On Farid’s disparate treatment claim, the court rejected his comparison to Vikrant Vaze, a non-Muslim professor of Indian origin who received tenure the year before. Although both applied to the same tenure committee, Vaze was not similarly situated in material respects: he had received consistently excellent teaching evaluations, published more articles from competitive sources, secured highly competitive NSF CAREER funding totaling $1.7 million including a $1 million DOD award, and received universally positive external reviews. The court emphasized that universities merit deference in tenure decisions, which hinge on subjective academic judgments, and that a plaintiff must show pretext of “such strength and quality” that the decision was “obviously” or “manifestly” unsupported.

Regarding retaliation, the court found no causal connection between Farid’s discrimination complaint and the research misconduct investigation. The investigation was initiated by a graduate student’s complaint months after Farid’s tenure denial and was conducted by faculty uninvolved in the tenure decision.

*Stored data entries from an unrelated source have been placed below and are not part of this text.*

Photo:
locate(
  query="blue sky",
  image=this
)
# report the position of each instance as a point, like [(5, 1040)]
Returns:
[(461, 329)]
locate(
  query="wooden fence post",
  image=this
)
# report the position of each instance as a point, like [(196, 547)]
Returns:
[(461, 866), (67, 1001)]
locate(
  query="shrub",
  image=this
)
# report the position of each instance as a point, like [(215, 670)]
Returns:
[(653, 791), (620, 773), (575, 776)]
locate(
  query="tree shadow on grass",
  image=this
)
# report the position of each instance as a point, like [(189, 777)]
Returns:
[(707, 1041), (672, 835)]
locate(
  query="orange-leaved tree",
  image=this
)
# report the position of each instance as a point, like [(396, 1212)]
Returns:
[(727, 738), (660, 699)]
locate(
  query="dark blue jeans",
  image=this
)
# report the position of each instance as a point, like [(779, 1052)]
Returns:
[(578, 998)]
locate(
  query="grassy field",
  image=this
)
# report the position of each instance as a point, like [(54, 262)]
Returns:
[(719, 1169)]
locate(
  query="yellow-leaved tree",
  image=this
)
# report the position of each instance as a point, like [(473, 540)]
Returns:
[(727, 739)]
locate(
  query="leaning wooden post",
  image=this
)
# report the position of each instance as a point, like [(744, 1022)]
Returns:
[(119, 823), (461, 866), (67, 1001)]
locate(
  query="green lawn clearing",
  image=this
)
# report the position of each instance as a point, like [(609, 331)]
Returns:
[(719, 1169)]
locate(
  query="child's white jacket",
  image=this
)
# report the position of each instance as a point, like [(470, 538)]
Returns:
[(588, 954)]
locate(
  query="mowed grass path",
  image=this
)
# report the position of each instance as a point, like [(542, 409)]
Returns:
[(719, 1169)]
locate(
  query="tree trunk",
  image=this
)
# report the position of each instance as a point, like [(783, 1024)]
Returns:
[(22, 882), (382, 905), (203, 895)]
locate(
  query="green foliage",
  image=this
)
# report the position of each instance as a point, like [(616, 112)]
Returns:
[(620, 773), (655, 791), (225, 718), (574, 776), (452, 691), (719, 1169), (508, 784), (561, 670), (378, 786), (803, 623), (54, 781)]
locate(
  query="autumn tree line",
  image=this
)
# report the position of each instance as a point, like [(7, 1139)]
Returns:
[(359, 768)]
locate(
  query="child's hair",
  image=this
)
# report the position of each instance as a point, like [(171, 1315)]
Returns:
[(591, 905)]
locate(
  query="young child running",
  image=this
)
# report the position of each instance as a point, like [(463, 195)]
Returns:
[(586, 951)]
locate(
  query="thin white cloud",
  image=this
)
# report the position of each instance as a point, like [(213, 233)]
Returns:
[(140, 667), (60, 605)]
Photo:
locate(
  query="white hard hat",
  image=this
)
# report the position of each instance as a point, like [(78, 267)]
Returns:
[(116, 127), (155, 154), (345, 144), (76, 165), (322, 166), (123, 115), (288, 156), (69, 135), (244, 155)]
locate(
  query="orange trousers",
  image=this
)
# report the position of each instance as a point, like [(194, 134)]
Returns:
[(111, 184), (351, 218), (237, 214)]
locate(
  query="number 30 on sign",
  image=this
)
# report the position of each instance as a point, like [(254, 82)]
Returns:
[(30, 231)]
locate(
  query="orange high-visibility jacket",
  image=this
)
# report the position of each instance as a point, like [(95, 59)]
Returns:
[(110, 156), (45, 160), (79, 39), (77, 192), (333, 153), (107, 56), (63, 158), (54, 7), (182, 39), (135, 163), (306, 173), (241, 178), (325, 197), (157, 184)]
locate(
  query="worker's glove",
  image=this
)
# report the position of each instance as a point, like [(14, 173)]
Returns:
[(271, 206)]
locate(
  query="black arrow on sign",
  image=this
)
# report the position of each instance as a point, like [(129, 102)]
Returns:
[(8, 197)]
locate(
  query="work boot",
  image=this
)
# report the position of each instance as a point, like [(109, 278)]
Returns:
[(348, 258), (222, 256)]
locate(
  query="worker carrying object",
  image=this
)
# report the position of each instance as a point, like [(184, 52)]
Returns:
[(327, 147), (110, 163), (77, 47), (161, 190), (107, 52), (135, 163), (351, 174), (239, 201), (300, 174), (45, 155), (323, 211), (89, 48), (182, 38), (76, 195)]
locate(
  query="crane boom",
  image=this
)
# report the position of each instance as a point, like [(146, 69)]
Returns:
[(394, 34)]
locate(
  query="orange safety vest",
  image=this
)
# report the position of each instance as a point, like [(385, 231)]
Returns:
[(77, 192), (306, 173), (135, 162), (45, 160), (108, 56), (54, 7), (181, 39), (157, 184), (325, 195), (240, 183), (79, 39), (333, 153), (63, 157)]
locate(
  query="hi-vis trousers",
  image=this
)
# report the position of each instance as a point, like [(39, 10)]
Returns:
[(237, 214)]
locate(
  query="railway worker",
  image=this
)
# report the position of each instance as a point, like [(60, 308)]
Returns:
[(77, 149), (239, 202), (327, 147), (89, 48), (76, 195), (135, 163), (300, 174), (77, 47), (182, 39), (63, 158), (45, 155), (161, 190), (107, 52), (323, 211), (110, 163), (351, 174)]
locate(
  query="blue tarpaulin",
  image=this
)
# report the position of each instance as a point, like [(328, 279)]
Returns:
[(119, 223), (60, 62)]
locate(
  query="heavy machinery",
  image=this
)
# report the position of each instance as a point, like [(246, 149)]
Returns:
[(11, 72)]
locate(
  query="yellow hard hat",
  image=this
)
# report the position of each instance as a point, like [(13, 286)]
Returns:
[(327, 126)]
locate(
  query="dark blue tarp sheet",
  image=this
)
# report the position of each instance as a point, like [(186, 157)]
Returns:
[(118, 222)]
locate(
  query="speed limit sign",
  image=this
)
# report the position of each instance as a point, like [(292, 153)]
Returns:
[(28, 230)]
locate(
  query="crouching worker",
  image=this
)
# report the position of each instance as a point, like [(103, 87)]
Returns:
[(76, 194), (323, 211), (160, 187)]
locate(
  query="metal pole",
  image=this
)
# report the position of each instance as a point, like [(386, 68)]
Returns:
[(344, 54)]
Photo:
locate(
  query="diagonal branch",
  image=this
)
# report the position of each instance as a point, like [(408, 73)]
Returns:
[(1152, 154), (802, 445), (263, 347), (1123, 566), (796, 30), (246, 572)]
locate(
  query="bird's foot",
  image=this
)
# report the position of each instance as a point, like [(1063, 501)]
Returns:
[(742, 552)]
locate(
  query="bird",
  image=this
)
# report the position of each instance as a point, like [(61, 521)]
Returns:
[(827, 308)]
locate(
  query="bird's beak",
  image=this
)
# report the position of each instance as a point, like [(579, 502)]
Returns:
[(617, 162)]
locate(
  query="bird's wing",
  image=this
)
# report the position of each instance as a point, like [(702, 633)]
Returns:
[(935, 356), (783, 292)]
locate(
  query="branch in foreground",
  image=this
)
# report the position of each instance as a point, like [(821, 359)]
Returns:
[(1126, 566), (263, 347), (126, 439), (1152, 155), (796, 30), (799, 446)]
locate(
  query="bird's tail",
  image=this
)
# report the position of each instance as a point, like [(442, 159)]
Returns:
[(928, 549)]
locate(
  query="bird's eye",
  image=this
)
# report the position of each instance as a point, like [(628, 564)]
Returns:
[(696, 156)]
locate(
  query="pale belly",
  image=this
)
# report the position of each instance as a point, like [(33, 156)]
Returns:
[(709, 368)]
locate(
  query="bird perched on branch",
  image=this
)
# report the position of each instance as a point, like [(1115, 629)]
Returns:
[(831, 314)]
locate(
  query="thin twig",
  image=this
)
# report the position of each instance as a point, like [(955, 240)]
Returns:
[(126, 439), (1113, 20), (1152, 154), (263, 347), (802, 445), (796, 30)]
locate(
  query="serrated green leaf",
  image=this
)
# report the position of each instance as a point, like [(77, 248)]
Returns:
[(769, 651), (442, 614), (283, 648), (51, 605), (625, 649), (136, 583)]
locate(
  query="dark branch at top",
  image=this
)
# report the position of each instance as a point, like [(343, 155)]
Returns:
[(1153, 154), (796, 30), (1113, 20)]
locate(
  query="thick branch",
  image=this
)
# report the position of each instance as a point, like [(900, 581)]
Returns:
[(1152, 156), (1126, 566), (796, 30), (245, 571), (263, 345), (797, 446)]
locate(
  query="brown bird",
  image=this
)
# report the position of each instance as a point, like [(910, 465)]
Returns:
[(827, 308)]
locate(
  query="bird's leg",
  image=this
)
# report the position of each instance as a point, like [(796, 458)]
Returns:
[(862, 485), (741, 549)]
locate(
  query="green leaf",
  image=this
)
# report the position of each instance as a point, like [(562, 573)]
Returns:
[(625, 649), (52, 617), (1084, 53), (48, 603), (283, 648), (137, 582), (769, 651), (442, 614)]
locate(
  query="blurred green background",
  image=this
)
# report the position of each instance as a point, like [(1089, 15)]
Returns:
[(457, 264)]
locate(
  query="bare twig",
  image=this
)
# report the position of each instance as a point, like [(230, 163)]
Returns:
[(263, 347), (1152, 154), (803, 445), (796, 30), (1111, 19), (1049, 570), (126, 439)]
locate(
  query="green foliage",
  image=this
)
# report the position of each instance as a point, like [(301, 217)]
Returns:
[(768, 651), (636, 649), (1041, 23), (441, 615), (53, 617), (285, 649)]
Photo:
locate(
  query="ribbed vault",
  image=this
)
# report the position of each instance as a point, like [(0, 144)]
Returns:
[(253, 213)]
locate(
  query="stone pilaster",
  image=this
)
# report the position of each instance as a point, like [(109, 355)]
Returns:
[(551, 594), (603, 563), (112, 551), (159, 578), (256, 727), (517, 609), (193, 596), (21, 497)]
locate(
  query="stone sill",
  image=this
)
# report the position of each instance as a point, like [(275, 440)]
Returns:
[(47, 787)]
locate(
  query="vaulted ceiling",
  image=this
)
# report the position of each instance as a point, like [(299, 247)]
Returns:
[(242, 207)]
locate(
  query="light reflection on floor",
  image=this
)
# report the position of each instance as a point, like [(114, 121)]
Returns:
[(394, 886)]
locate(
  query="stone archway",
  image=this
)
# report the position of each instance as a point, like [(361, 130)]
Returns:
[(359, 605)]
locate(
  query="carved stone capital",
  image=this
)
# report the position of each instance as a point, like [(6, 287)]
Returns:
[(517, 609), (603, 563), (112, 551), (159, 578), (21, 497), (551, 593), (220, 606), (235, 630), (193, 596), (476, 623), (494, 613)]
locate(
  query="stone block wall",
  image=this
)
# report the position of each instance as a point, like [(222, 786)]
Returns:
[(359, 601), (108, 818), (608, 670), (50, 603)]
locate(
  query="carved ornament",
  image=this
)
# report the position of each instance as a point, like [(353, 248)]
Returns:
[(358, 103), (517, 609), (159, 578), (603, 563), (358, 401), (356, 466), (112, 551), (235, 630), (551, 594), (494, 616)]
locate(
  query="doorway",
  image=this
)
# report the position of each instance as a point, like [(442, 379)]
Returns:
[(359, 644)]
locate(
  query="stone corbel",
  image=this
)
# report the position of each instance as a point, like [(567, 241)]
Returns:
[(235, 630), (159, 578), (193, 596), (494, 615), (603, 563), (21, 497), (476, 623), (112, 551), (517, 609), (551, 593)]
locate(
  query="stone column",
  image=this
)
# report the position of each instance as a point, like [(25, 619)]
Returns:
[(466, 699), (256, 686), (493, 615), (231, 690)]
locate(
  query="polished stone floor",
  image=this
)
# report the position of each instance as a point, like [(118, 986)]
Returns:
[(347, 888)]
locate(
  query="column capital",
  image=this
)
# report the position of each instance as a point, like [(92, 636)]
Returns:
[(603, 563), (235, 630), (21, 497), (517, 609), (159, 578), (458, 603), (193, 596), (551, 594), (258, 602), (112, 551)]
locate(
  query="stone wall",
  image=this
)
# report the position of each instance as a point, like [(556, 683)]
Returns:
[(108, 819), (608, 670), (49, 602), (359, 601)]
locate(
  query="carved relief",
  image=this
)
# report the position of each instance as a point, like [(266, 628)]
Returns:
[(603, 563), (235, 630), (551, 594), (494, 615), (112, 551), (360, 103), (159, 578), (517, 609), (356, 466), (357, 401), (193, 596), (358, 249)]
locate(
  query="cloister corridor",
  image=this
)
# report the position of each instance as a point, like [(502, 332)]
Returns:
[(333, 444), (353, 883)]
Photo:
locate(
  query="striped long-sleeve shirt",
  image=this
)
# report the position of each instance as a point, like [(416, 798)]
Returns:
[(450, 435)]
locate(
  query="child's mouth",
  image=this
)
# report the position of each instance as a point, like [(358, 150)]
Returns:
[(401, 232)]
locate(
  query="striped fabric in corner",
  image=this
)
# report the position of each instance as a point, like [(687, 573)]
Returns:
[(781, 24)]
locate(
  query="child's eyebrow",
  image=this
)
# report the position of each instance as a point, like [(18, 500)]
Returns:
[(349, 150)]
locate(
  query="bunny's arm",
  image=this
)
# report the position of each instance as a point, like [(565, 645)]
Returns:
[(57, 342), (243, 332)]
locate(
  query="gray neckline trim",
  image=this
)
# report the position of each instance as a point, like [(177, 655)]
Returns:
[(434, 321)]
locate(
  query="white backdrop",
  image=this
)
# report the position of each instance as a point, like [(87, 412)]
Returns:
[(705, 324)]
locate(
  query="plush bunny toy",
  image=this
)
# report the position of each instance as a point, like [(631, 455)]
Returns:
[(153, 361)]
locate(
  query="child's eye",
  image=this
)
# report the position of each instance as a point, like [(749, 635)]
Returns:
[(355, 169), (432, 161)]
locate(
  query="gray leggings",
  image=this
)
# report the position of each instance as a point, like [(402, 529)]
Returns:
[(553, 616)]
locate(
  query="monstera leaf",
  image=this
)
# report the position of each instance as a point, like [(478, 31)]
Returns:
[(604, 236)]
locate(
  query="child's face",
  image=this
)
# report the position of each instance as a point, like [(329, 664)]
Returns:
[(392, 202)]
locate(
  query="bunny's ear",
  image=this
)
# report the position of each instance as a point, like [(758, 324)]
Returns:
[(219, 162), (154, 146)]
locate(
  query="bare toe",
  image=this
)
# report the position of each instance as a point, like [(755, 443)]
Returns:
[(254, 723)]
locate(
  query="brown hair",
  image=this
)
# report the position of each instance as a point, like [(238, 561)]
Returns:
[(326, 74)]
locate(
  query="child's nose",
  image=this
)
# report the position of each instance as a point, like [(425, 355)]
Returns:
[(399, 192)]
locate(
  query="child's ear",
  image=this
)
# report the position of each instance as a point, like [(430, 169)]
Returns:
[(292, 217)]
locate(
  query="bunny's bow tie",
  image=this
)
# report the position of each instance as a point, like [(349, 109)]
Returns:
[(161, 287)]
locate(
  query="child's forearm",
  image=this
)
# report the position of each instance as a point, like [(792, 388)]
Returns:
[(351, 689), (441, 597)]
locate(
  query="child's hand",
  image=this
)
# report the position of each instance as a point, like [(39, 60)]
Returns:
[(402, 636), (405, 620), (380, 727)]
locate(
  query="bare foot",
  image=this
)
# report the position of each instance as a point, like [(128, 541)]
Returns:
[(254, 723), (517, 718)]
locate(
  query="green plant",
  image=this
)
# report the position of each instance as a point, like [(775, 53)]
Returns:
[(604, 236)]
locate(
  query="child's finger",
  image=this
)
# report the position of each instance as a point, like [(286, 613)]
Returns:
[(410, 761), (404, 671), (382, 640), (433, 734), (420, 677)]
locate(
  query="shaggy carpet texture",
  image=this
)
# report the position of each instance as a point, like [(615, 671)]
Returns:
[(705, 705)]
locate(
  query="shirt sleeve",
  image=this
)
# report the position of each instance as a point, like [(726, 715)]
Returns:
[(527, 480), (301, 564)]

Although procedural questions arose about the investigation’s scope and Farid’s access to evidence, the final report concluded no plagiarism occurred and was issued by a reconstituted committee including external expertise.

Key Takeaways

  • Courts apply strict deference to university tenure decisions and set a high bar for proving discrimination in academic advancement—the decision must be “obviously” or “manifestly” unsupported by legitimate reasons.
  • To establish disparate treatment, a plaintiff must show comparators were similarly situated in all material respects; differences in teaching quality, funding competitiveness, and publication records are material and defeat comparison.
  • A retaliation claim fails when the adverse action (here, a misconduct investigation) was initiated by a separate complaint, conducted by persons uninvolved in prior decisions, and followed standard university procedures.

Why It Matters

This decision reinforces the substantial deference courts afford to university tenure decisions and sets a demanding standard for employment discrimination claims in academic contexts. For universities, it confirms that articulated, documented concerns about teaching performance and scholarship quality provide a robust defense against discrimination claims, even when compared to faculty of different protected statuses. For faculty-plaintiffs, the decision illustrates that subjective academic judgments—teaching evaluations, publication impact, and funding diversity—will typically be credited by courts and that comparator evidence must be highly similar to create a genuine factual dispute.

The decision also clarifies that research misconduct investigations conducted by uninvolved personnel and following institutional procedures do not constitute unlawful retaliation merely because they occur after an employee raises discrimination complaints. The proper procedural safeguards and the independence of investigative panels insulate universities from retaliation liability when the investigation is otherwise justified and impartial.